And from http://www.itl.nist.gov/div898/handbook/eda/section3/eda35g.htm I would say, because D is larger than Critical after the filtering, that the hypothesis that the numbers come from a gaussian distribution is now rejected.

Does that make remotely sense?

Can I expect to keep the randomness with filtering?

Let me propose a different approach, if your goal is to achieve filtered Gaussian noise. I have done something roughly similar but for specific cases of white noise filtered by various causal impulse responses (which act as smoothing, or low-pass filters). If you can cast your frequency removal in the form of a causal impulse response, then find its auto-correlation function. Use the auto-correlation function to calculate a large, symmetric covariance matrix, which can be used as described in an Exchange posting to generate correlated Gaussian variates (http://www.igorexchange.com/node/5141).
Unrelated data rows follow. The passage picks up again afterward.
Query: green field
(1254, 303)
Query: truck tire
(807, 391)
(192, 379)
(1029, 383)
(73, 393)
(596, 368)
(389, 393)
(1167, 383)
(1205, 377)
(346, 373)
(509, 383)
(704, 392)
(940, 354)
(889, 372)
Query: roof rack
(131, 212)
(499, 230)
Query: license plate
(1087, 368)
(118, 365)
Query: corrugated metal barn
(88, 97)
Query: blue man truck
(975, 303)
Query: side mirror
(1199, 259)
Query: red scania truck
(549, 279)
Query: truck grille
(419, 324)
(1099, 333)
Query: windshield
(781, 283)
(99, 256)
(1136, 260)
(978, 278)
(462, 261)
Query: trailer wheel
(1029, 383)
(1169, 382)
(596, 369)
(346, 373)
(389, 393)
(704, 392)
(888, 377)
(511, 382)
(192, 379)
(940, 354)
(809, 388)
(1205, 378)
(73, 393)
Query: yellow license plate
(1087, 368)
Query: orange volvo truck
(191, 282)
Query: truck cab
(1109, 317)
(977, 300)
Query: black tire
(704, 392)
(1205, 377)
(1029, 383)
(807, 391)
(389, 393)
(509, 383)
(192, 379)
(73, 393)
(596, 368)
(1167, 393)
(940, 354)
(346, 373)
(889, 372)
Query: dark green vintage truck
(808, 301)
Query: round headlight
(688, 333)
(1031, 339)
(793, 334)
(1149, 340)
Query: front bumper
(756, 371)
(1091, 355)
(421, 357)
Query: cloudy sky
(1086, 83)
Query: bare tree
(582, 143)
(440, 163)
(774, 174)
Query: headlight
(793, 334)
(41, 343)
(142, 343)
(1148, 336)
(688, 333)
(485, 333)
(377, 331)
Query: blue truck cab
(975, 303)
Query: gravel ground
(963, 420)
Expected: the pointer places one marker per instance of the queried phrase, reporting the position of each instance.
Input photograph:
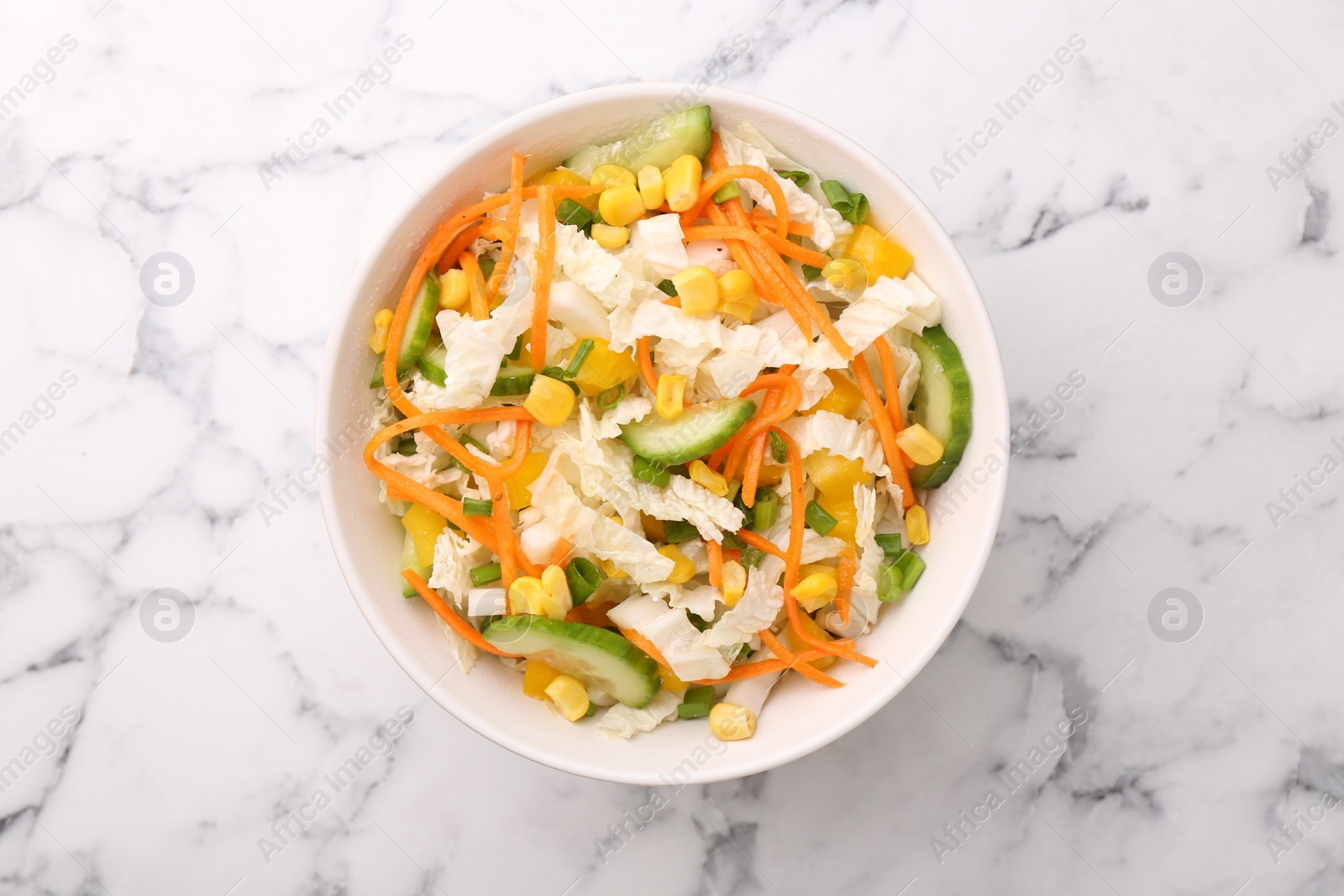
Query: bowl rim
(481, 723)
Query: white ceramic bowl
(800, 716)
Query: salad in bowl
(660, 422)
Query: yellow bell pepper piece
(844, 396)
(521, 484)
(604, 369)
(425, 527)
(879, 255)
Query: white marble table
(138, 766)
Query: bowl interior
(799, 716)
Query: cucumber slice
(698, 432)
(597, 658)
(410, 562)
(659, 143)
(514, 379)
(942, 403)
(434, 362)
(418, 324)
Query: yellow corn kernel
(611, 237)
(702, 474)
(698, 288)
(549, 401)
(671, 396)
(425, 527)
(609, 175)
(682, 183)
(734, 582)
(729, 721)
(558, 600)
(604, 369)
(620, 206)
(521, 484)
(611, 570)
(382, 320)
(737, 285)
(879, 255)
(920, 445)
(671, 681)
(683, 570)
(812, 605)
(537, 676)
(651, 186)
(570, 698)
(844, 396)
(528, 594)
(815, 587)
(799, 645)
(564, 176)
(917, 526)
(452, 289)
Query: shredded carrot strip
(759, 543)
(759, 242)
(801, 668)
(756, 453)
(761, 423)
(732, 172)
(454, 250)
(515, 211)
(449, 616)
(645, 645)
(716, 553)
(761, 219)
(642, 351)
(844, 580)
(763, 668)
(793, 558)
(544, 271)
(476, 286)
(886, 432)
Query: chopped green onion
(465, 441)
(752, 558)
(584, 579)
(486, 574)
(699, 694)
(654, 472)
(679, 531)
(570, 212)
(853, 207)
(889, 584)
(580, 356)
(692, 710)
(817, 517)
(766, 510)
(727, 191)
(611, 398)
(911, 567)
(477, 506)
(558, 374)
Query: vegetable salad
(659, 423)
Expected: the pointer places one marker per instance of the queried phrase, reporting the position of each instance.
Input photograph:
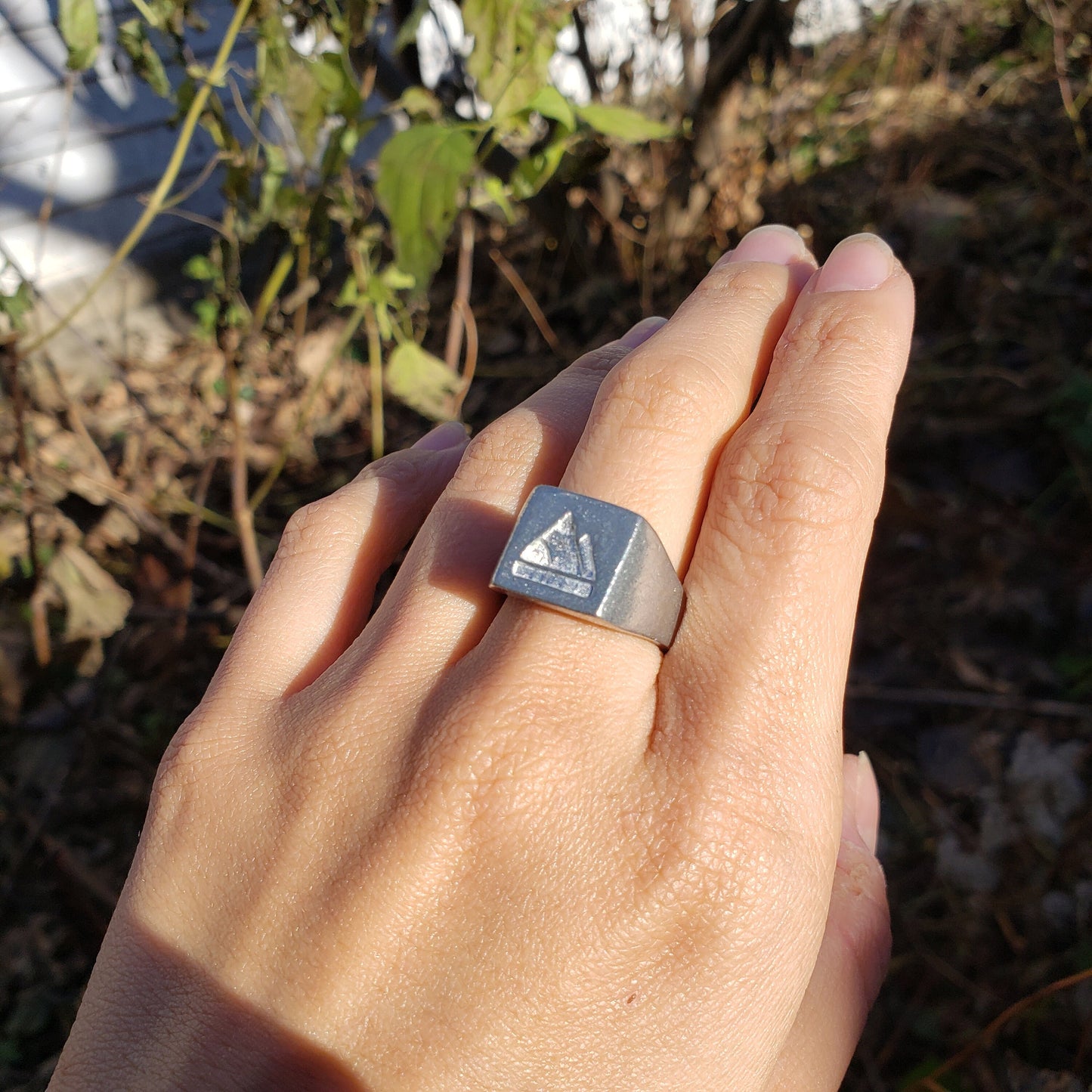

That example was for a bivariate distribution, but I extended the concept to a much larger multi-variate dimension size matching the row (or column) dimension of the covariance matrix. Finally, feed in uncorrelated white Gaussian noise and use Bech's Cholesky decomposition procedure with the large covariance matrix to generate filtered Gaussian noise.

There may be problems involving the size of the matrix you require, the ease of finding the Cholesky decomposition, and possible edge effects. On the other hand, if you can show your frequency filter is realizable, any such linear filtering (if properly implemented!) must preserve Gaussian randomness.

December 22, 2016 at 10:45 am - Permalink

If you are looking for Gaussian distributions you may want to use StatsJBTest. In general I would stay away from the KS tests because there are complications in figuring out proper critical values etc. Read Stephens reference for more information or contact me directly for recent practical examples.

A.G.

WaveMetrics, Inc.

December 22, 2016 at 10:50 am - Permalink

@Stephen: I'm not sure I can follow your approach 100%. I need to filter with one or multiple low/high-pass filters large waves (>10^5 points). I guess the symmetric covariance matrix is squared the size of the required points?

@AG: Thanks I'll look into that.

December 27, 2016 at 01:09 pm - Permalink

Yes, that is correct. For such large waves the method I suggested would be impractical. The covariance matrix storage requires only upper (or lower) triangular storage because of symmetry, but even so the Cholesky numerical computation would probably have many difficulties. I repeat my earlier claim: if you can prove your filtering is a realizable linear operation on the original wave, the filtered wave statistics must remain Gaussian. The single-point probability distribution function will be Normal. However, the filtered correlation properties will change.